Let's revisit our script to make it generate Markdown. There is actually not much to change. First we can prefix the string of our titles with #
to turn them into sections headers:
print("Messages per app")
becomesprint("# Messages per app")
print("Latest entries")
becomesprint("# Latest entries")
We also need to add an empty line between sections. A simple print()
will do.
Next, we can turn the app titles in the "Latest entries" section into sub-sections by changing the print(f"- {app}")
into print(f"## {app}")
.
Finally we can turn the log entries into bullet list elements by replacing the indent with -
.
Our new main()
function looks like this:
def main():
entries = list(parse_log())
app_message_count = Counter(x.app for x in entries)
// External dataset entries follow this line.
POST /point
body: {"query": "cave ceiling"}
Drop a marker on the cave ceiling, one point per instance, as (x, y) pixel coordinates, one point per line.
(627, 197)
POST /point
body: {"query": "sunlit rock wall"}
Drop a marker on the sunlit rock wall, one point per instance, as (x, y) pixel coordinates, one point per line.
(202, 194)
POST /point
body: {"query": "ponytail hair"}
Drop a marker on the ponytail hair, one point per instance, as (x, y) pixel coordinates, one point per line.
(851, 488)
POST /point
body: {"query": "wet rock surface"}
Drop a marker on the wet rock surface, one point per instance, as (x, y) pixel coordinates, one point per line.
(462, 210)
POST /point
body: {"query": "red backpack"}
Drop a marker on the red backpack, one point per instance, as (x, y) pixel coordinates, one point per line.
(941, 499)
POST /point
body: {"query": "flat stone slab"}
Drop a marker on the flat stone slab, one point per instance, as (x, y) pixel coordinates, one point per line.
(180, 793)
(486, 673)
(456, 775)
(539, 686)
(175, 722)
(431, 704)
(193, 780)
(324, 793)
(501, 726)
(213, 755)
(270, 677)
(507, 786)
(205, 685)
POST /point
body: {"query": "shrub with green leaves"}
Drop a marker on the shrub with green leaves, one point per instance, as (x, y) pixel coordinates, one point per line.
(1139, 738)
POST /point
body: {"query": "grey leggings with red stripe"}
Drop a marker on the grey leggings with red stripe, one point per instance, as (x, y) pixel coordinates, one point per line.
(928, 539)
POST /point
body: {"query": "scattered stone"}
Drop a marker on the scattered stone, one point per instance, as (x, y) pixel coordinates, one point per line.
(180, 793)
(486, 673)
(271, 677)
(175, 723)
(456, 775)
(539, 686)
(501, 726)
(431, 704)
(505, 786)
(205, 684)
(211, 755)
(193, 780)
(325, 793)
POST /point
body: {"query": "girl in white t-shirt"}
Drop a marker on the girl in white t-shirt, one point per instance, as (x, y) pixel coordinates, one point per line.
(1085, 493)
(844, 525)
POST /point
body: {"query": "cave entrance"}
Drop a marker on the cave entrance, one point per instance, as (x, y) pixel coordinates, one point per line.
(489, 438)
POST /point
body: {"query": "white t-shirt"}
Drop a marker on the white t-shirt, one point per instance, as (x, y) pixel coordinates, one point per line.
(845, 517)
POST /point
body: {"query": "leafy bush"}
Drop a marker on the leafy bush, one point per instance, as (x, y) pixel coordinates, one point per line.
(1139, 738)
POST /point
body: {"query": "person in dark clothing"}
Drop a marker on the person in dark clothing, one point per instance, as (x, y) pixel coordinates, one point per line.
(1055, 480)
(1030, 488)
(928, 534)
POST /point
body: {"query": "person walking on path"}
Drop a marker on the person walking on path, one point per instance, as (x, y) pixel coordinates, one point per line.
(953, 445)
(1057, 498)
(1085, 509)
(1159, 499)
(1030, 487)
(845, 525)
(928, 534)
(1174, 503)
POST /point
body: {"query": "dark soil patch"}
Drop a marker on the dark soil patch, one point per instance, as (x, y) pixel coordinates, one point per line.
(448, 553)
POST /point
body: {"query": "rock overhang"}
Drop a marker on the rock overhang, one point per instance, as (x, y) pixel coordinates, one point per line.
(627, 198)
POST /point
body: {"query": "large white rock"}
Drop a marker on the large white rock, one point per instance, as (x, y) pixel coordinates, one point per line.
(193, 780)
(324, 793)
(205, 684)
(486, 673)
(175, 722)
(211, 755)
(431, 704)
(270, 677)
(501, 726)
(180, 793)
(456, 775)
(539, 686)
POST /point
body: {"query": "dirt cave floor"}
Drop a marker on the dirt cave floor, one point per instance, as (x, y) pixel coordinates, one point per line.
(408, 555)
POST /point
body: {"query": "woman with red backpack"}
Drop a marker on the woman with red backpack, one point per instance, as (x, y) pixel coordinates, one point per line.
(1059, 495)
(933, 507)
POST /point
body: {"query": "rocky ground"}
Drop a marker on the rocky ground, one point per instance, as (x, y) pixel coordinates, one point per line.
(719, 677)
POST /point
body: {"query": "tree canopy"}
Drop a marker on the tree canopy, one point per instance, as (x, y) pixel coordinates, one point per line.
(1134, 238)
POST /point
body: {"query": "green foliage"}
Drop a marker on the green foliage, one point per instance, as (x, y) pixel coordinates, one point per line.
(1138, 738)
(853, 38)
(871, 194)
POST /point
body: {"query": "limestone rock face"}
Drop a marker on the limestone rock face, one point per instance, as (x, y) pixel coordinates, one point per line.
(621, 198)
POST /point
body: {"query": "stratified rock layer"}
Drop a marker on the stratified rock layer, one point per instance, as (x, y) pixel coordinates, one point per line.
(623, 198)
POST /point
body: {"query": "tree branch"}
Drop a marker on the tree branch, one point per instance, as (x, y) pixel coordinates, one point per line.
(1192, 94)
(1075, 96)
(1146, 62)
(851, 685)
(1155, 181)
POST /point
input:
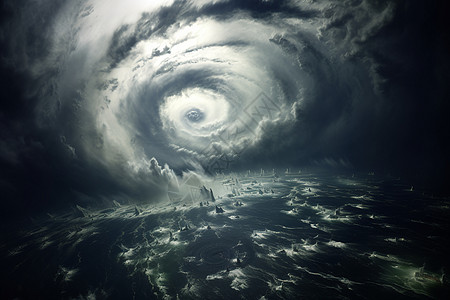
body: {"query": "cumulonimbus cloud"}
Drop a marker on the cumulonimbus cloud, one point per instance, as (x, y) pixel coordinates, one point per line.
(189, 82)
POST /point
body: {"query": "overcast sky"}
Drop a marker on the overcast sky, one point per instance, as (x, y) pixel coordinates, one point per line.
(93, 90)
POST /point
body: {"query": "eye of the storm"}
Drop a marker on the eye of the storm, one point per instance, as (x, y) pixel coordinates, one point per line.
(194, 115)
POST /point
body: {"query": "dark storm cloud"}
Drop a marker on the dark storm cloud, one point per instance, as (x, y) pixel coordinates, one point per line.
(364, 87)
(390, 119)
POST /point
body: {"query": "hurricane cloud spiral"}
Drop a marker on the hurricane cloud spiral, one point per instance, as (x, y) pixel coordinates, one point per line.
(202, 85)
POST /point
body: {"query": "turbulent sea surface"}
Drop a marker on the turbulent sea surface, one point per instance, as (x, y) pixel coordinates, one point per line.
(286, 236)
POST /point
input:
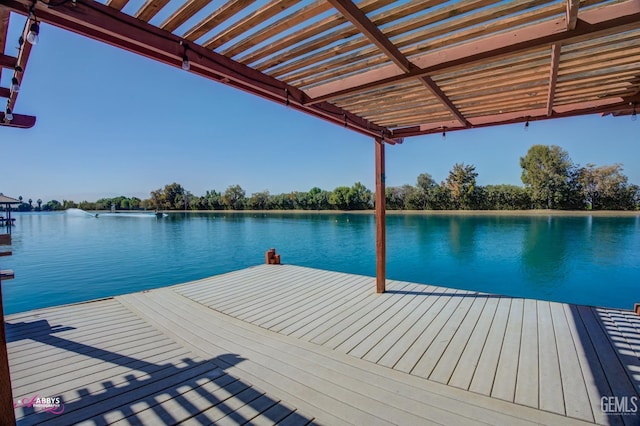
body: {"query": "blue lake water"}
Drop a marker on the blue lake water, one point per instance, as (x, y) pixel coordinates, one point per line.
(62, 258)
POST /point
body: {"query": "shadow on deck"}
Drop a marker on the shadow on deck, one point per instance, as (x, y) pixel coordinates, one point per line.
(200, 392)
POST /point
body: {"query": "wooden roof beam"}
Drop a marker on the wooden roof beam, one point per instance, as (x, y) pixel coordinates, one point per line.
(183, 14)
(150, 8)
(4, 26)
(99, 22)
(21, 63)
(553, 76)
(117, 4)
(19, 121)
(371, 31)
(603, 106)
(572, 14)
(537, 35)
(221, 14)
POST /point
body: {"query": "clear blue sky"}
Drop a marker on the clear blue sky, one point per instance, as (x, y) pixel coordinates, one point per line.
(111, 123)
print("# Messages per app")
for app, count in sorted(app_message_count.items(), key=lambda x: -x[1]):
print(f"- {app}: {count}")
print()
print("# Latest entries")
min_date = datetime.now() - timedelta(minutes=30)
latest_entries = (x for x in entries if x.date > min_date)
latest_entries = sorted(latest_entries,
key=lambda x: (x.app, x.date))
for app, entries in groupby(latest_entries, lambda x: x.app):
print()
print(f"## {app}")
for entry in entries:
print(f"- {entry.date}, {entry.message}")
(Complete script: sysloganalyzer4.py)
If we pipe our script through pandoc
(still using entr
) like this:
ls /var/log/syslog sysloganalyzer4.py | entr -c -s \
'./sysloganalyzer4.py < /var/log/syslog | pandoc --standalone -f markdown_github --toc > report.html'
Then we get a decent report like this:
Not the most beautiful report ever generated, but readable by everyone. And you can prettify it by providing Pandoc a nicer template or a CSS file if necessary.
A note about the Pandoc options used here:
--standalone
: tells Pandoc to generate a complete HTML document. That is, a file starting with an <html>
element, instead of just HTML elements.
-f markdown_github
: tells Pandoc to use the "GitHub Flavored Markdown" Markdown dialect. I find this more appropriate for script output because it makes carriage-returns significant. If you use -f markdown
instead, then the output of this code:
print(f"foo")
print(f"bar")
Will appears as "foo bar" in the report, instead of being on two separate lines.
You can do the same with CMark using the --hardbreaks
option.
--toc
: generates a clickable table of content from the section headers.
Quick preview (shameless plug)
This HTML output is nice, but having to reload the browser is annoying. The entr page provides a script to reload the current tab of your browser, but what I like to do is to use my markup previewer, Mup, to display the HTML. This way I can have an editor opened on my script on the left side of the screen and Mup showing the report on the right side. Every time I change the script, entr
regenerates the report, Mup notices the changes and reloads it.
Takeaways
- Python comes with quite a few handy classes to massage data and extract meaningful information: the collections and itertools modules are worth studying;
- Use entr for fast iterations while working on your script;
- Generating Markdown from a script is easy, and you can turn it into decent HTML using Pandoc, CMark or any other Markdown formatter;
- Use an auto-updating tool like Mup to display the report while working on it.